We then went into the Basilica and ascended the 149 steps to the roof, to take in a sweeping vista of where we had walked from.

We then walked some more, finding more street art, and view points

but we needed somewhere to have lunch, and stumbled across this little gem:

The food was fantastic, and cheap, Becky eating “Grandma’s chicken” whilst I enjoyed a chick pea curry. Salud!

Later in the day, we went out to eat in the evening – having traipsed so much of the city in the daytime, we didn’t want to go far, so picked a local grill, on a street near our apartment. The food was fine, a very rustic feel as we sat outside on benches near the bbq grill, and we were “entertained” by some Fado singers. I will be honest – not my favourite music, very earnest and worthy I’m sure, but just a wailing melancholic woman singing in a language I didn’t understand – perhaps if I’d done the three months study instead of thirty minutes on the plane it would have meant more to me, but I don’t think any Fado tracks will be making it onto my Spotify playlists.

Loving Lisbon – day 1

Always pay attention …

Today we flew to Lisbon, Portugal, for a few days away, hoping for a little October sun, and European culture, and looking forward to leaving behind an increasingly cold, grey and damp UK. We flew out at the sensible time of 1.40pm, so Bristol airport was less busy, and I was less tired!

We boarded the jet and awaited our departure. Ever the rule taker, I listened to all the pre-flight announcements and heard the chief steward ask if any EasyJet plus members could make themselves known, so I did, by pressing and pinging the overhead attention button.

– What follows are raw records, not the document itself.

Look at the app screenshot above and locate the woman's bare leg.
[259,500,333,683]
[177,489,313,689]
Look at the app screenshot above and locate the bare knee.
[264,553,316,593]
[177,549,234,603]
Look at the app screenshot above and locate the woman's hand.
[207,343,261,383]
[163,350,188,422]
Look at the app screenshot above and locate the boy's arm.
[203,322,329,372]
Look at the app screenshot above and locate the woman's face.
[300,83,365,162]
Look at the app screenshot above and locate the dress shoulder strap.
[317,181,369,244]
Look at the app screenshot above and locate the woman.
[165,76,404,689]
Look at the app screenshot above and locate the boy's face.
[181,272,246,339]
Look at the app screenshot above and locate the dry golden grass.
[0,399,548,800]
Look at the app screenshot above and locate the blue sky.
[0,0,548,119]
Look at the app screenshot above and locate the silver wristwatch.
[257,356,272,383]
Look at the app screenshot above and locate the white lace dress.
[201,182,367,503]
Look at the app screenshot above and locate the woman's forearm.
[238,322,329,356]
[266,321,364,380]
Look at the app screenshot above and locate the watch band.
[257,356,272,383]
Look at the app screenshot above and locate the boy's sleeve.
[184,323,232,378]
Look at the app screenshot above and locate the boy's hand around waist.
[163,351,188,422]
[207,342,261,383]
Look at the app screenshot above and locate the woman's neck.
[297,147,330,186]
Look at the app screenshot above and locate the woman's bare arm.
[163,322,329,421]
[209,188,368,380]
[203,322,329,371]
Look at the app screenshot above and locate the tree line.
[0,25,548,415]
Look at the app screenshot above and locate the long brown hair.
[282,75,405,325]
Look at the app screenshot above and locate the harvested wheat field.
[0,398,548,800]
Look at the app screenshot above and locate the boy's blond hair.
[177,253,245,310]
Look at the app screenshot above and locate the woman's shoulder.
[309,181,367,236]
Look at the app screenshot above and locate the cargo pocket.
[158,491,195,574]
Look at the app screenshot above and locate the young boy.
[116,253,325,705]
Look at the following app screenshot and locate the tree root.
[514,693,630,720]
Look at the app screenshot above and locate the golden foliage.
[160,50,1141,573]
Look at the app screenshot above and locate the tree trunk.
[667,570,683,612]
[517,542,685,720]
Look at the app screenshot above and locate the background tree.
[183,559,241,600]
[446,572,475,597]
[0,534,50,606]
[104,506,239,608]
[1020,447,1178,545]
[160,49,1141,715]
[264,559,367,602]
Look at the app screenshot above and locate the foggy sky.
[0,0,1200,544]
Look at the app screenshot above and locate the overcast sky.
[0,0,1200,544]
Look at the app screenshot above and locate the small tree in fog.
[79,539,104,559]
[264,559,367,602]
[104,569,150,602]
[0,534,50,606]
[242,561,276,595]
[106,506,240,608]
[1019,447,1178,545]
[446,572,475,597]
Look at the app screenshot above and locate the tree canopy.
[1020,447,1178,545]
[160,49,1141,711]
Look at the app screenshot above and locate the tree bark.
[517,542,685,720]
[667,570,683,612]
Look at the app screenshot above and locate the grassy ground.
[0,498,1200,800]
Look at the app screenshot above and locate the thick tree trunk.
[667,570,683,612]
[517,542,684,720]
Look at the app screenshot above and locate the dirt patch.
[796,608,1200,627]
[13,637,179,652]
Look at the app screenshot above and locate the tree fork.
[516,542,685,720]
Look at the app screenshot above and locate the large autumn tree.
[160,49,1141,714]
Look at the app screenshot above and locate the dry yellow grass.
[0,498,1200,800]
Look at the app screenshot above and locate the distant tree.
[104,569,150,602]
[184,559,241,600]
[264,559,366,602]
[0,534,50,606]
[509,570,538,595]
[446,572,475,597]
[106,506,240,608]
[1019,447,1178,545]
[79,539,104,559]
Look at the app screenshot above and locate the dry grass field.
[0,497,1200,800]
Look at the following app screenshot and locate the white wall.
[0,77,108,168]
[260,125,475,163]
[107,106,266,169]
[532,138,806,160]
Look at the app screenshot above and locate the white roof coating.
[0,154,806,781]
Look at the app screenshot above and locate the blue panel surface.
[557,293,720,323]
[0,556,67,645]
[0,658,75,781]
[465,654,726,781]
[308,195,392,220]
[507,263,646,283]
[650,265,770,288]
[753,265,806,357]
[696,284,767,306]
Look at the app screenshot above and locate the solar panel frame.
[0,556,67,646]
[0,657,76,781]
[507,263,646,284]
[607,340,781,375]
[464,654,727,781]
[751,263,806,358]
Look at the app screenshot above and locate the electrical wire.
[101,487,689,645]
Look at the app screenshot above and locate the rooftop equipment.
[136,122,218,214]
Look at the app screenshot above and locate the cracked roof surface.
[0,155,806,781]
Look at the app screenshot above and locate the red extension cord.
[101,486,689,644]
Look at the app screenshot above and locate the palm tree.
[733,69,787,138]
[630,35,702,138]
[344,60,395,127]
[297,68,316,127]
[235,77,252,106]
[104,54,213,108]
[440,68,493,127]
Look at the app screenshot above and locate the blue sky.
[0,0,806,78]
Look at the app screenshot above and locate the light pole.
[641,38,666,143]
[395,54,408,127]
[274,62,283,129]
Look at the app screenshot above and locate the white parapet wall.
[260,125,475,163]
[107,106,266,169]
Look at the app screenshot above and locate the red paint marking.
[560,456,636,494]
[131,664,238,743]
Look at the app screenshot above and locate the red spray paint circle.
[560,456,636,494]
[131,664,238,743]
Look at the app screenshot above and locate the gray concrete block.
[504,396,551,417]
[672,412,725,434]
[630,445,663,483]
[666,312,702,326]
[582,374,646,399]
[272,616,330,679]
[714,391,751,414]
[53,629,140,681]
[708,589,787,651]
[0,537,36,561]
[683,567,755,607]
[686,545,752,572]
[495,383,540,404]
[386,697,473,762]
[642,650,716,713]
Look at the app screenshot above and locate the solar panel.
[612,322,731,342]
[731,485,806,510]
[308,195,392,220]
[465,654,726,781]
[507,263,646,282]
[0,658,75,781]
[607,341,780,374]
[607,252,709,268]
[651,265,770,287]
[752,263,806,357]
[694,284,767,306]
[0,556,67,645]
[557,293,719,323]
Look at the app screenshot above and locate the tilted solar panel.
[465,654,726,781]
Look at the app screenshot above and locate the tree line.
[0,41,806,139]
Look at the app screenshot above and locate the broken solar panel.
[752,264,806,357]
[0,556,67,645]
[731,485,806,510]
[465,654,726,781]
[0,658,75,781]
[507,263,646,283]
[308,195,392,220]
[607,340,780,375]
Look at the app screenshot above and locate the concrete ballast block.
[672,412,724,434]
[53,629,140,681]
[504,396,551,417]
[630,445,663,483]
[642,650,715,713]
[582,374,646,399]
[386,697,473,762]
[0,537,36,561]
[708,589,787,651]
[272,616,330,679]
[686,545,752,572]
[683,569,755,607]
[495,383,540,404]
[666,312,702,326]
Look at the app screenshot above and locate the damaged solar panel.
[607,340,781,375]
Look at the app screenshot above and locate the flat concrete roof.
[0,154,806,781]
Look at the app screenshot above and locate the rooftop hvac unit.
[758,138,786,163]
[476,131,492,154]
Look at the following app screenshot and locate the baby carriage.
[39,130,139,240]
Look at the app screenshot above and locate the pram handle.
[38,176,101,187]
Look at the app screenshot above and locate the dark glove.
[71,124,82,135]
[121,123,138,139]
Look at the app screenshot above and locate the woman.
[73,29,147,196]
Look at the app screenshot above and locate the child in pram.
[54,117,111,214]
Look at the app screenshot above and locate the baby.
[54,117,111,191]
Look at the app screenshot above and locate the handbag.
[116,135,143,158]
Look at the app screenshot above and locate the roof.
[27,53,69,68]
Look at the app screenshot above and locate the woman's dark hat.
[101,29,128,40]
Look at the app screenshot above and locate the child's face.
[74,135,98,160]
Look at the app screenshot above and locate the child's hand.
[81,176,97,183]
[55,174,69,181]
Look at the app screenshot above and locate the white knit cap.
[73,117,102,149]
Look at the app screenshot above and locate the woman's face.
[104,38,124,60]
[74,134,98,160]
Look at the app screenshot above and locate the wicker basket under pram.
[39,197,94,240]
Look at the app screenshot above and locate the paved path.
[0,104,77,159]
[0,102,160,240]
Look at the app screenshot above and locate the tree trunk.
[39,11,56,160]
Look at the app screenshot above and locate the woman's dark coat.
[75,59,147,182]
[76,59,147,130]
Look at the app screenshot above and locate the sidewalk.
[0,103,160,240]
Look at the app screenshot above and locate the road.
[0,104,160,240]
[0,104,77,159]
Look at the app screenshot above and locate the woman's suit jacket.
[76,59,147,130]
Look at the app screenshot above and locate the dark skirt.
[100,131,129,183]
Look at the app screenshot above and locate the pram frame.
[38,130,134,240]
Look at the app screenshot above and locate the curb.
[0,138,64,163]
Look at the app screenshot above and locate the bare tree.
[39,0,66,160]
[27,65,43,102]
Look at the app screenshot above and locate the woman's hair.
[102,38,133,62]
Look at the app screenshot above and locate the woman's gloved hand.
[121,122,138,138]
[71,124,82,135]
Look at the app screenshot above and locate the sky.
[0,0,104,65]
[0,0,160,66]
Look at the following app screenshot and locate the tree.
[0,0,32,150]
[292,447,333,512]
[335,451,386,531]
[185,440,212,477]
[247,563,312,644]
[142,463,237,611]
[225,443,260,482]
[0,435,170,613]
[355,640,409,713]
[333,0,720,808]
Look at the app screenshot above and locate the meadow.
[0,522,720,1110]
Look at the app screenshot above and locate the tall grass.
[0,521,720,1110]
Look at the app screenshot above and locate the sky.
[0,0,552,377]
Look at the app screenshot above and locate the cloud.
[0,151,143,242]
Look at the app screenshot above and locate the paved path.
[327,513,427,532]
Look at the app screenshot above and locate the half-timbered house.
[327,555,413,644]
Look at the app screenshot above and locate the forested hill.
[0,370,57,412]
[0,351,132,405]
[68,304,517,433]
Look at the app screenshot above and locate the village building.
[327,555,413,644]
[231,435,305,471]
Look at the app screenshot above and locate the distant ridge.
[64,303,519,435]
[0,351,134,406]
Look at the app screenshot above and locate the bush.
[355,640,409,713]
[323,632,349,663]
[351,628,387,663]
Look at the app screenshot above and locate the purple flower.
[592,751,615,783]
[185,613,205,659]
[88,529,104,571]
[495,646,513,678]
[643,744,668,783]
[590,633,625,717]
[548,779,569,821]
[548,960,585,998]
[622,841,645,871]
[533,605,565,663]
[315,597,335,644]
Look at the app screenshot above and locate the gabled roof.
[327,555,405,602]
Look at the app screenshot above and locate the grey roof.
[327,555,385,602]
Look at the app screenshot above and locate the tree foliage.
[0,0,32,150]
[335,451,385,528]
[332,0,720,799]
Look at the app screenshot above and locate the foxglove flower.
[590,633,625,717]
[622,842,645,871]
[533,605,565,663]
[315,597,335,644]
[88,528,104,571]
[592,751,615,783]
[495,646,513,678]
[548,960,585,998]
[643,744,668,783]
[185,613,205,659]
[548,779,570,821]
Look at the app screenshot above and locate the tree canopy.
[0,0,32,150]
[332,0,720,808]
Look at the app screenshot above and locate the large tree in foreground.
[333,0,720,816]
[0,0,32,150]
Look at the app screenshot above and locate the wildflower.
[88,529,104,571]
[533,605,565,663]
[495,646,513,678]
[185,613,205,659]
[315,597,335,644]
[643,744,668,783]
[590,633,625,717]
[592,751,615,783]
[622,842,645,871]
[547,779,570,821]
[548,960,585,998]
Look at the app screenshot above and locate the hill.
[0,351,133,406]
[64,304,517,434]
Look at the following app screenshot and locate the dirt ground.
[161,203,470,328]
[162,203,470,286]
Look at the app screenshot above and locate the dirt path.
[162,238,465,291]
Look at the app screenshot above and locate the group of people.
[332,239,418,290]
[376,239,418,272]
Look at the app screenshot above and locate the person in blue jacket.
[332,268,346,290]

I’m glad I did – we were “upgraded” to the empty front row, enjoying extra leg room and a spare seat.

The comfort and space gave me an opportunity to try and cram some Portuguese – I think I managed 3 weeks in our two hour flight, rather than the necessary three months the book required, but it did give me a couple of words to use on our trip.

On landing, we were a little worried about the potential for delay – Lisbon airport has a bit of a reputation for queues, but being at the front of the jet meant we were first off the plane, and no waiting at passport control – within 20 minutes of the wheels greasing the tarmac we were heading for the Metro for a 30 min tube ride to our home for the next few days.

The metro was clean, functional, cheap (circa £1.65 for a tap on tap off fare) with one change to make.

Emerging at the cruise ship port, we then had a 10-15 minute walk to our apartment – it was hot and humid and we were humping our bags up and down cobbled streets, but we soon found our flat and flopped in. After a shower and change of clothing, we headed out into the gathering dusk, to begin to explore.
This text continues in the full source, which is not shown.